First-generation Bosnian American. MCAD graduate. Born with a heart condition I've managed my whole life. Not credentials. Context. When a world isn't designed with you in mind, you learn to see how worlds get built, and how to build them.
That's the work. I start with logic and a concept: what a world values, what rules it follows, what it costs to break them, who a system serves, and why it exists here specifically. Aesthetics come last, not because they don't matter, but because they mean more when the logic underneath has earned them.
I think in systems. Hand me a premise and I'll give back the world it implies: the caste structure, the economy, the branding, the environments, the failure states, documented so a team can build from it. That's what a development deck is for. Moyroid Meow runs 34 pages because the world demanded that many.
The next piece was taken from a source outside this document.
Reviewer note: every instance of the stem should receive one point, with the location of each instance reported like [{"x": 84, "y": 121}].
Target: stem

Grave Floor derives an entire game from a single rule. The method doesn't care whose idea it starts from. It runs the same on mine or yours.
"You can't avoid a worn path you didn't know was there."
Most of what anyone thinks of has been done in some form. Knowing the landscape, what's worn, what's fresh, and why, is half the job. I can generate a world from nothing, and I can tell you why an existing one isn't working yet.
Writing, game design, worldbuilding: original worlds built from the inside out, every layer held together by one internal logic. I'm currently developing three original IPs, and I'm built to do exactly the same for properties that aren't mine.